Here’s where I would disagree: it seems to me that religion is universal and persistent because it gives meaning to human life. That is to say, religion is the answer to nihilism. Any religion. Even a death cult gives a reason for living—or, in this case, dying.

It appears that human beings can abide anything except meaninglessness. Even scientific materialist atheists (and I was one for a while) appeal to wonder and discovery as an organizing principle for life. That line of Sagan’s is popular among them for a reason: “we are a way for the Cosmos to know itself.”

I drifted away from atheism precisely because I needed something more life-giving than consuming science documentaries as if they were sacraments. I needed a scaffolding for my life. While I can’t say I have fully erected that scaffolding at this point, the work itself has been meaningful to me.

I could be wrong about meaning-making being the universal characteristic of religion—but it does feel more true than religion as comfort.


The number of books I’ve read has dropped over the last couple of years because I no longer have a commute during which I can listen to audiobooks. And given the choice of working from home and reading fewer books or working in the office and listening to more audiobooks–that choice is trivially easy for me.

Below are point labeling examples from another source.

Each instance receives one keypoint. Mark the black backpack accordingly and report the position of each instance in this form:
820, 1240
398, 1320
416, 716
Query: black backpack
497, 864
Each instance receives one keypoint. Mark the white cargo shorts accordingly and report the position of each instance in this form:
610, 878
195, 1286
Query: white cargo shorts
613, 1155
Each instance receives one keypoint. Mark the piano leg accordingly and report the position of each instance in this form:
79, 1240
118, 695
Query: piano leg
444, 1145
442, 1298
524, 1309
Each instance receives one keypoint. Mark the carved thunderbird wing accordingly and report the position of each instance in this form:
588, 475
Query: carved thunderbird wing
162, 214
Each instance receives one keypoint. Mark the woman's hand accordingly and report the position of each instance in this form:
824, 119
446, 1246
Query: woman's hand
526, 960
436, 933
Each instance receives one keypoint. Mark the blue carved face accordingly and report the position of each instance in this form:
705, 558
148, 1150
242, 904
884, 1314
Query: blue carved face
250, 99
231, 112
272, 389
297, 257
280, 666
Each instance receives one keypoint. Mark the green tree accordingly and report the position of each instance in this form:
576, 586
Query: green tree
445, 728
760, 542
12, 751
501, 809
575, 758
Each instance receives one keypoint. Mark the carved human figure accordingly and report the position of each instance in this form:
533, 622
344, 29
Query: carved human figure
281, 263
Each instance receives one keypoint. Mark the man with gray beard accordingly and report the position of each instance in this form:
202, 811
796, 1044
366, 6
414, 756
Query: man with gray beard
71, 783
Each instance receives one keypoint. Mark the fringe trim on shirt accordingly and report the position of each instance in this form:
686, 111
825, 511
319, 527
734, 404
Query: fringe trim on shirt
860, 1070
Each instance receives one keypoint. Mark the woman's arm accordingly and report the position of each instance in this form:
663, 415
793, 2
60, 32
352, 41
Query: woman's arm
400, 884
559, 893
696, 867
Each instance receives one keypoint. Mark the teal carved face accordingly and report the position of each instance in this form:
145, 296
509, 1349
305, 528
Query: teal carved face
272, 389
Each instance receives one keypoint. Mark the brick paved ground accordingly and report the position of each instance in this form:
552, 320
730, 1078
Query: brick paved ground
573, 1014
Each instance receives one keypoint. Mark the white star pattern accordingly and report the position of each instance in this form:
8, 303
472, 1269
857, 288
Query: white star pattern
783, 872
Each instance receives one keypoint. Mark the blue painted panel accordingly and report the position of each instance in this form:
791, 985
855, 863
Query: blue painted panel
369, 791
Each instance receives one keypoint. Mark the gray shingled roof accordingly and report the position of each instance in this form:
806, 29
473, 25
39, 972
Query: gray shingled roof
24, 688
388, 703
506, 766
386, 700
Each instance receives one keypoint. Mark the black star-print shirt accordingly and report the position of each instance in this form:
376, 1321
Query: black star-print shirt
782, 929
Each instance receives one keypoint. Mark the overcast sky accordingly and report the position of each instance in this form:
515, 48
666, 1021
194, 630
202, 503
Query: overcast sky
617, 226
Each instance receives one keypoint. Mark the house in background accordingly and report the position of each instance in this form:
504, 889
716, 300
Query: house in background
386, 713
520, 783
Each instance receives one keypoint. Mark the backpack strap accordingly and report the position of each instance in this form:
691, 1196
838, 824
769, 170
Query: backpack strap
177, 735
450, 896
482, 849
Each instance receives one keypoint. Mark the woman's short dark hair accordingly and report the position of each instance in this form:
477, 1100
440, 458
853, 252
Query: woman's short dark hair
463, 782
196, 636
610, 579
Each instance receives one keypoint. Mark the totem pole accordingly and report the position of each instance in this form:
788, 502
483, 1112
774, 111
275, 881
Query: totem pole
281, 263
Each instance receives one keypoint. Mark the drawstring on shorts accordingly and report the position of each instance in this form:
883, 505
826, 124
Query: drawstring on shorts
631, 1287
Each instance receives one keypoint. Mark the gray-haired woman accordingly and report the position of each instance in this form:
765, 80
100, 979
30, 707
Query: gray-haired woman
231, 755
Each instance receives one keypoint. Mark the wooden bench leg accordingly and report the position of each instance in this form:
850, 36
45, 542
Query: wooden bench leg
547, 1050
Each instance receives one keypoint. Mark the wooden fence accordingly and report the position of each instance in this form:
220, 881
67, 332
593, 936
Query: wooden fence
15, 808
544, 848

One consequence of this, however, is that I’ve read nearly zero fiction since COVID. Audiobooks were always the way I read fiction; I found that the format was perfect for fiction, less so for nonfiction. So I’ve been feeling the itch to get back to some fiction this winter. I’ve been accumulating a list of possibilities and I’m open to any suggestions:


Finished reading When the Body Says No: Exploring the Stress-Disease Connection by Gabor Maté. Fewer case studies and biological details would have made this a perfect book for me—but I realize that’s a weird thing to ask of such a book. Nevertheless, extremely important ideas here.


I made Indian Pudding and whipped cream. (Not exactly the most accurate or sensitive name for it.) It’s pretty good! The molasses makes it taste old-fashioned, so maybe not for everyone. Rachel says it tastes like the Depression. 😂


Finished reading Owning Your Own Shadow by Robert A. Johnson. Great, short introduction to the subject by a Jungian analyst. It’s an important idea, despite its popularity among young people who have not lived long enough to have developed much of a shadow. 😉


New Aesop Rock album release day is a good day.


Thankfully most of my CPA continuing education can be done via webinar—but today’s is on the north side of Indianapolis, requiring ninety minutes of driving in heavy traffic to listen to an eight hour talk in a drab office park about what’s new in accounting. sigh


James Hillman, “The Poetic Basis of Mind”:

Because symptoms lead to soul, the cure of symptoms may also cure away soul, get rid of just what is beginning to show, at first tortured and crying for help, comfort, and love, but which is the soul in the neurosis trying to make itself heard, trying to impress the stupid and stubborn mind–that impotent mule which insists on going its unchanging obstinate way. The right reaction to a symptom may as well be a welcoming rather than laments and demands for remedies, for the symptom is the first herald of an awakening psyche which will not tolerate any more abuse. Through the symptom the psyche demands attention. Attention means attending to, tending, a certain tender care of, as well as waiting, pausing, listening. It takes a span of time and a tension of patience. Precisely what each symptom needs is time and tender care and attention. Just this same attitude is what the soul needs in order to be felt and heard. So it is often little wonder that it takes a breakdown, an actual illness, for someone to report the most extraordinary experiences of, for instance, a new sense of time, of patience and waiting, and in the language of religious experience, of coming to the center, coming to oneself, letting go and coming home.